# Skyrim boot animation (custom for d2g and d2)



## .huma (Apr 4, 2012)

Here is a skyrim boot animation I created a while back.

(Root is required)

Install instructions for flashing:
1. Put the zip file named "skyrim_flash.zip" on your sdcard or follow step 3.
2. Boot into CWM recovery (ClockWorkMod)
3. (ignore if skyrim_flash.zip is already on sdcard) plug in your phone to computer and go down to 'mounts and storage'
choose the bottom option 'mount USB storage', your phone should now show up on your computer and just move the 
skyrim_flash.zip to the root of your sdcard. 
4. Choose 'Install zip from sdcard' select skyrim_flash.zip 
5. Reboot phone

NOTE: If your phone does not come up on your computer go to 'advance' on the CWM menu and choose 'reboot recovery' and repeat step 3.

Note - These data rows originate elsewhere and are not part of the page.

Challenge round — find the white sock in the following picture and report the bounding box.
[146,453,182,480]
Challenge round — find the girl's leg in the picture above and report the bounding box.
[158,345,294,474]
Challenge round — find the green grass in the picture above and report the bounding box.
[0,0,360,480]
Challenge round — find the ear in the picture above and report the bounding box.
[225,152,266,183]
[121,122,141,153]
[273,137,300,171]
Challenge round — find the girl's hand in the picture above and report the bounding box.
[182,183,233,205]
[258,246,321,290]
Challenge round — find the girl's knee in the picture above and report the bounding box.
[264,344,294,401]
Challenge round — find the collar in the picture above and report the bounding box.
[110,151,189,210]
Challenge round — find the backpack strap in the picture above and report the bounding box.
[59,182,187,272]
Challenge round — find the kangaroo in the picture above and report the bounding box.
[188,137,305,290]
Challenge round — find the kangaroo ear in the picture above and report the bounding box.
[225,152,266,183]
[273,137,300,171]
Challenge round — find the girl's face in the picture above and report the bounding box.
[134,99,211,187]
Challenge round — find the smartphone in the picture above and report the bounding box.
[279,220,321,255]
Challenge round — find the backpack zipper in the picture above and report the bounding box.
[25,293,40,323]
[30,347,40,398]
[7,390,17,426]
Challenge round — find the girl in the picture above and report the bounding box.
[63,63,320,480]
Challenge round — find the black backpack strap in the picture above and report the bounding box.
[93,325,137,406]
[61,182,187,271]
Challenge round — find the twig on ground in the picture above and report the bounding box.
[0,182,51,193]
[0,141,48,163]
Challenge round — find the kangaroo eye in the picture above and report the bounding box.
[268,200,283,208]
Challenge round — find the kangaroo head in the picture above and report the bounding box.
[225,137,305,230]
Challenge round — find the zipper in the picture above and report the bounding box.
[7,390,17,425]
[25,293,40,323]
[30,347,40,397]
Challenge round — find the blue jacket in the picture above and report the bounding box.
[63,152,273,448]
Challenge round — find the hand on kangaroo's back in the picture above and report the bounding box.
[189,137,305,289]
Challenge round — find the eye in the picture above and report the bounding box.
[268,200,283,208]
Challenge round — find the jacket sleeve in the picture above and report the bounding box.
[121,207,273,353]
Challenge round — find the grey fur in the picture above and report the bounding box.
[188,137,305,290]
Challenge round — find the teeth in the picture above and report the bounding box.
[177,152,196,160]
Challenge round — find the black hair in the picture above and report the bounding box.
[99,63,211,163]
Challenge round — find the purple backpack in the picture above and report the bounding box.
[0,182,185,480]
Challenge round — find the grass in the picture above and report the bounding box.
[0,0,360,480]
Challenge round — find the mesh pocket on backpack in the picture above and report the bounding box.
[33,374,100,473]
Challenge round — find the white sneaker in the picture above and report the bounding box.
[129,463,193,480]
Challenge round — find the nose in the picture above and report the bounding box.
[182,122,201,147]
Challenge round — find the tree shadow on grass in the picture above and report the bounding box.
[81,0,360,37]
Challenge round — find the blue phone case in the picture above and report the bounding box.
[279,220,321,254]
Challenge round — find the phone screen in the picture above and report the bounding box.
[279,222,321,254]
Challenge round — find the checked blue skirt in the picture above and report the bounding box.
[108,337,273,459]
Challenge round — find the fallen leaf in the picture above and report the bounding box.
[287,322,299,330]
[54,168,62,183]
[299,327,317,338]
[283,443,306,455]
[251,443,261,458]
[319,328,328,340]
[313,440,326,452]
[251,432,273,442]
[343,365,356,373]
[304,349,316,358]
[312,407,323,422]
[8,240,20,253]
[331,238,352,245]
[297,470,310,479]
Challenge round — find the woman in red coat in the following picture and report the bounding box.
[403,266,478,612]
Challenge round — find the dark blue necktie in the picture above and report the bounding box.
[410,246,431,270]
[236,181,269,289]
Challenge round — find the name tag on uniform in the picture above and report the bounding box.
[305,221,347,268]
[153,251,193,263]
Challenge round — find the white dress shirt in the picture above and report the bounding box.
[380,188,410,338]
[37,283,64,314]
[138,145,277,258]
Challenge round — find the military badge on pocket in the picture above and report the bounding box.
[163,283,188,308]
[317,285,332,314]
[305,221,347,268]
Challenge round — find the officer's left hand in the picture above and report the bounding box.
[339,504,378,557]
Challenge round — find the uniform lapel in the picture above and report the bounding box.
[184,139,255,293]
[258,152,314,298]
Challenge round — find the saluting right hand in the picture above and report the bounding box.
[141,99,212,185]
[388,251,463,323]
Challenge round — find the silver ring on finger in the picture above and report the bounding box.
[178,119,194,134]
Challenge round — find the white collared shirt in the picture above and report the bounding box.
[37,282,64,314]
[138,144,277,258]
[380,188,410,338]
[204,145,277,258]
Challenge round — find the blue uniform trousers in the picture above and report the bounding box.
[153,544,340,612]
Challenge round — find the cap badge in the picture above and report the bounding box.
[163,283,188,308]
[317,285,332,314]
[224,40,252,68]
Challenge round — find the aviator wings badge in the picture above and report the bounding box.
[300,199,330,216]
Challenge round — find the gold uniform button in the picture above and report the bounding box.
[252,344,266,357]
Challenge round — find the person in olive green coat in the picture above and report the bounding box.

Install instructions for non - flash:
1. Move bootanimation.zip to your sdcard (on the root of the sdcard is the best place for now)
2. Install terminal emulator off of the market (play store) (https://play.google.com/store/apps/details?id=jackpal.androidterm&feature=search_result#?t=W251bGwsMSwyLDEsImphY2twYWwuYW5kcm9pZHRlcm0iXQ..)
3. Open terminal and enter the following commands;
su (allow root)
rm /system/media/bootanimation.zip 
cp /mnt/sdcard/bootanimation.zip /system/media/ (assuming bootanimation is in the root of sdcard)

4. Reboot phone

Download links

flash_skyrim.zip (http://www.mediafire.com/?9a48t4vhg4qeyg7)
bootanimation.zip (http://www.mediafire.com/?wdvnb1ruyv7bb9h)


----------



## Hmong_Xiong (Jan 2, 2012)

This is nice! Thanks!

Motorola Xoom: CyanogenMod 9


----------